FIG. 2 is a diagram showing the relationship between hot-rolled sheet annealing temperature and product iron loss.

FIG. 3 is a diagram showing a relationship between a hot rolled sheet annealing temperature and a product magnetic flux density.

FIG. 4 is a diagram showing the relationship between the cooling rate after hot-rolled sheet annealing and the crystal grain size of the hot-rolled sheet.

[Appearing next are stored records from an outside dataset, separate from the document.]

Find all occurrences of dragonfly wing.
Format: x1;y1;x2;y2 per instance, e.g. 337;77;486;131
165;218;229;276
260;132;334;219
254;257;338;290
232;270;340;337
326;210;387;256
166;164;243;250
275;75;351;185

FIG. 5 is a diagram showing a relationship between a cooling rate after hot-rolled sheet annealing and product iron loss.

FIG. 6 is a diagram showing a relationship between a cooling rate after hot-rolled sheet annealing and a product magnetic flux density.

FIG. 7 is a diagram showing the relationship between hot-rolled sheet annealing time and product iron loss.

FIG. 8 is a diagram showing a relationship between hot-rolled sheet annealing time and product magnetic flux density.

Claims (2)

[Claims] 1. By weight% in steel, 0.10% ≦ Si ≦ 2.50%, C ≦ 0.0025%, N ≦ 0.0020%, S ≦ 0.0020%, Ti ≦ 0.0030 %, Nb ≤ 0.0030%, V ≤ 0.0050%, As ≤ 0.0030%, and the remaining part is Fe and unavoidable impurities. In a method for producing a non-oriented electrical steel sheet, which is a hot-rolled sheet, subjected to hot-rolled sheet annealing and one cold rolling step, and then subjected to finish annealing, hot-rolled sheet annealing is performed for 10 seconds in a temperature range of Ac ₃ points or more. A method for manufacturing a non-oriented electrical steel sheet, which is performed for up to 5 minutes. 2. In the steel, 0.10% ≦ Al ≦ 0.10% ≦ Si ≦ 2.50%, and at least one of Mn and Al, and 0.10% ≦ Al.
≦ 1.00%, 0.10% ≦ Mn ≦ 2.00%, and the total amount of Si and Al is Si + 2Al ≦ 2.50%
C ≦ 0.0025%, N ≦ 0.0020%, S ≦ 0.0020%, Ti ≦ 0.0030%, Nb ≦ 0.0030%, V ≦ 0.0050%, As ≦ 0.0030 %, With the balance being Fe and an unavoidable impurity and having a component having an αγ transformation, hot-rolled into a hot-rolled sheet, subjected to hot-rolled sheet annealing and one cold rolling step, and then A method for producing a non-oriented electrical steel sheet, comprising performing hot-rolled sheet annealing in a temperature range of Ac ₃ or higher for 10 seconds to 5 minutes in the method for producing a non-oriented electrical steel sheet subjected to finish annealing.